The VIN encodes specific information about a vehicle, including
country of manufacture, manufacturer, model, body style and even
engine and other information. This was standardized in the early
'80s and all major manufacturers follow the standard.
Common locations of the vehicle identification number vary and
some may be as follows:
Firewall of the vehicle
Left hand inner wheel arch
Radiator Support Bracket
Dash by windshield
Drivers door or post or passenger side
Guarantee & Maintenance Book *Vehicle documents
Machined Pad on front of engine
Component parts as listed above -eg- engine,frame, etc.
Choosing the right vehicle - Choosing the type of vehicle
you want and need is a very personal decision. Sport utility? Truck? Family
Sedan? Sport Coupe? Convertible? Performance? There are several very good
buying guides and magazines available to help you make that decision.

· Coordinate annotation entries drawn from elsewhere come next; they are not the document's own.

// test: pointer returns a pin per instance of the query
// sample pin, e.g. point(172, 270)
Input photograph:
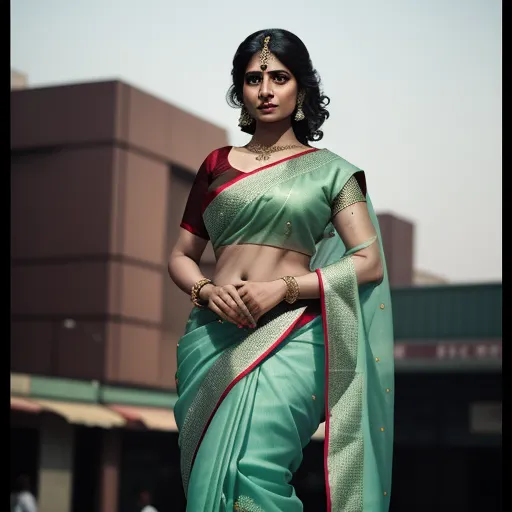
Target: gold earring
point(245, 118)
point(299, 115)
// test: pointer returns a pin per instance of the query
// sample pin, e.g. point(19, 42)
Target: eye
point(252, 79)
point(280, 79)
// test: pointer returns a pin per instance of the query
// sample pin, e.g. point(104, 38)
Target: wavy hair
point(292, 52)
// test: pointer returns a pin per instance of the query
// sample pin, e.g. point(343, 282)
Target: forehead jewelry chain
point(265, 54)
point(264, 152)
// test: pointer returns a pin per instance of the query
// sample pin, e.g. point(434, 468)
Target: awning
point(152, 418)
point(85, 414)
point(21, 404)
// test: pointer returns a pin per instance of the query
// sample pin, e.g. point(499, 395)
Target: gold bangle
point(292, 292)
point(194, 294)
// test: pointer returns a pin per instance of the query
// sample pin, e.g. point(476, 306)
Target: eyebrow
point(273, 72)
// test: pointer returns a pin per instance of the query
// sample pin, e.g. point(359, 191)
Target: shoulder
point(336, 173)
point(216, 157)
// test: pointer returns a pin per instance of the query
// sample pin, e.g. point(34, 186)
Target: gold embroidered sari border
point(236, 362)
point(344, 446)
point(221, 211)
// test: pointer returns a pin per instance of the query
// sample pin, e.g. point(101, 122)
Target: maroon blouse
point(214, 171)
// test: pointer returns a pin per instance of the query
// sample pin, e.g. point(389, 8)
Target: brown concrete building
point(100, 174)
point(99, 177)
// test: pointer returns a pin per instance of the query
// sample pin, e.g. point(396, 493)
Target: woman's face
point(269, 95)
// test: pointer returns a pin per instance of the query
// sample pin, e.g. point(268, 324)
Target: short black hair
point(292, 52)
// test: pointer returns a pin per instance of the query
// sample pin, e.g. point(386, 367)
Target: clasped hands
point(244, 302)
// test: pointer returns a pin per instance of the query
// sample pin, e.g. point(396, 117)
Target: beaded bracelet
point(292, 293)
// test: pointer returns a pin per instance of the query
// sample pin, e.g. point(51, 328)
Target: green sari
point(250, 399)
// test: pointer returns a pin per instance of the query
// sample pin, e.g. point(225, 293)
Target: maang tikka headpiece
point(265, 54)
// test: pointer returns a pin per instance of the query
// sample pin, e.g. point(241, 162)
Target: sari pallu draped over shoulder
point(288, 205)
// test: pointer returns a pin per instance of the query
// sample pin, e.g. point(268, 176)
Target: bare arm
point(184, 270)
point(184, 260)
point(354, 226)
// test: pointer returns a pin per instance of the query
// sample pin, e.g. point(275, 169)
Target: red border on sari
point(240, 377)
point(193, 230)
point(214, 193)
point(326, 392)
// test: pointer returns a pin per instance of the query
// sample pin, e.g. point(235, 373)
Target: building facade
point(100, 173)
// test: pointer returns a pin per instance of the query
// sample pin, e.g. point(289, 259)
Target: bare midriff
point(257, 263)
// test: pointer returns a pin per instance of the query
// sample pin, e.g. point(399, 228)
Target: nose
point(265, 91)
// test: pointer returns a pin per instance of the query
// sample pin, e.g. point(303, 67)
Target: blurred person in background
point(295, 327)
point(22, 499)
point(144, 502)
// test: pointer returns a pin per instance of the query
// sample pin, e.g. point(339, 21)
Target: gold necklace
point(264, 152)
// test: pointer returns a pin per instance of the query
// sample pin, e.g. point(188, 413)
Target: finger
point(229, 301)
point(231, 313)
point(241, 304)
point(219, 311)
point(252, 306)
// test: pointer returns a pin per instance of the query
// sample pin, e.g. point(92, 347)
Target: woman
point(295, 327)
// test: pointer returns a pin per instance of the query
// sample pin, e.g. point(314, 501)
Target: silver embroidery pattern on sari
point(246, 504)
point(219, 214)
point(345, 392)
point(233, 362)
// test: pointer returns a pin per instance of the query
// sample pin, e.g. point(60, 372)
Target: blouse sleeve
point(193, 215)
point(354, 191)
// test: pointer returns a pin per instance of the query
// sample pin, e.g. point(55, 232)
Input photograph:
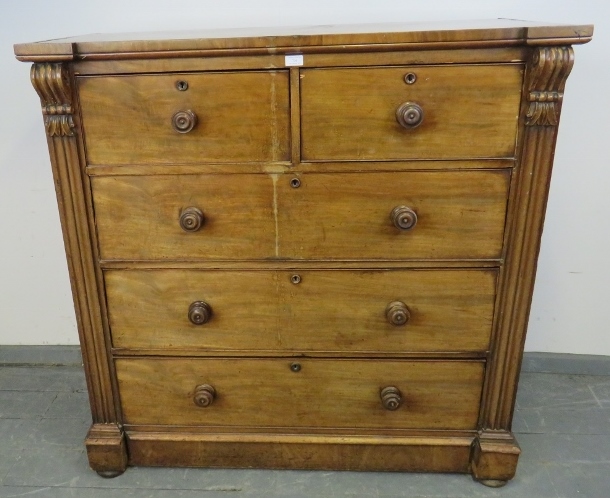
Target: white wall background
point(569, 313)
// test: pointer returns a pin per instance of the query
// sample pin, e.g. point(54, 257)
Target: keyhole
point(410, 78)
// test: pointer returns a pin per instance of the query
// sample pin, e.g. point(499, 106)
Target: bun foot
point(108, 474)
point(493, 483)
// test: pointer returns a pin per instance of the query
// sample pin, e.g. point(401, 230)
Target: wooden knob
point(397, 313)
point(184, 121)
point(391, 399)
point(200, 312)
point(403, 217)
point(409, 115)
point(191, 219)
point(204, 396)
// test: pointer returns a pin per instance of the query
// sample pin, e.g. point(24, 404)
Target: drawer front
point(143, 217)
point(328, 310)
point(240, 117)
point(348, 215)
point(322, 393)
point(468, 111)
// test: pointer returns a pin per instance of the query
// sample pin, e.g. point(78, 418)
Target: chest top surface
point(481, 33)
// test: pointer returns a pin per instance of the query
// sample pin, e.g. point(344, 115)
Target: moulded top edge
point(283, 39)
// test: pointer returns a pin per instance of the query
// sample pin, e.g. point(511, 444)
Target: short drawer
point(184, 216)
point(146, 119)
point(466, 111)
point(400, 215)
point(301, 393)
point(392, 311)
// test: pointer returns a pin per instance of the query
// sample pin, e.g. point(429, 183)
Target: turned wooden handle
point(403, 217)
point(409, 115)
point(200, 312)
point(191, 219)
point(184, 121)
point(204, 396)
point(391, 399)
point(397, 313)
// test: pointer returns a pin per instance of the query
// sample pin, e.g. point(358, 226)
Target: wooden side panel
point(339, 311)
point(469, 111)
point(347, 216)
point(322, 393)
point(105, 441)
point(547, 73)
point(137, 217)
point(241, 117)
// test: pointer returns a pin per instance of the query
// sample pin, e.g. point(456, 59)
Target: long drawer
point(312, 310)
point(401, 215)
point(303, 393)
point(448, 112)
point(186, 118)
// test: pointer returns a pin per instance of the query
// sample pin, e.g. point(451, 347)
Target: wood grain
point(347, 216)
point(469, 111)
point(324, 393)
point(327, 311)
point(138, 216)
point(127, 119)
point(526, 213)
point(337, 38)
point(274, 61)
point(415, 454)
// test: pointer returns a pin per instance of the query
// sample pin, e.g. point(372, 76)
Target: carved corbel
point(550, 68)
point(51, 82)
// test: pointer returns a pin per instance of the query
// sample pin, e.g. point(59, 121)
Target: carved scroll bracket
point(52, 83)
point(549, 70)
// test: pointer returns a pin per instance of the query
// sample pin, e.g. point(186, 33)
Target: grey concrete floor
point(562, 423)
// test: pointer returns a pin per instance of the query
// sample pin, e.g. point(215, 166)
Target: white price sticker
point(294, 60)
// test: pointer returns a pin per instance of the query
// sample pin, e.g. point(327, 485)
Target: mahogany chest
point(304, 248)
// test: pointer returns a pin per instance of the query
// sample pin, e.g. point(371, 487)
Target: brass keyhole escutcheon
point(391, 398)
point(184, 121)
point(199, 313)
point(409, 115)
point(410, 78)
point(205, 394)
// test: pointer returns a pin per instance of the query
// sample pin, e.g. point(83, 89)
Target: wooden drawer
point(328, 310)
point(138, 217)
point(468, 111)
point(322, 393)
point(460, 214)
point(241, 117)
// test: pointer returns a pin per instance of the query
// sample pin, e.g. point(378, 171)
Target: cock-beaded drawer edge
point(490, 452)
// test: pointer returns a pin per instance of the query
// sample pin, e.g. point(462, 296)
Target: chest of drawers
point(309, 248)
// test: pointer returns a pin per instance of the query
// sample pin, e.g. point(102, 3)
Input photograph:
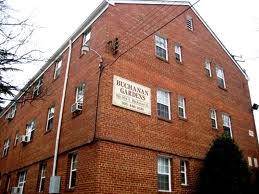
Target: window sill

They have a good section of used car reviews from selected manufacturers
dating as far back as 1991. It's always a good idea to do your homework
and do some research on the type of vehicle your looking for.
Are there any outstanding recalls? - For you and your
passengers safety, it's always a good idea to find out if there are any
outstanding recalls on your vehicle. Online databases such as www.nhtsa.dot.gov
has recall information of all vehicle makes and models.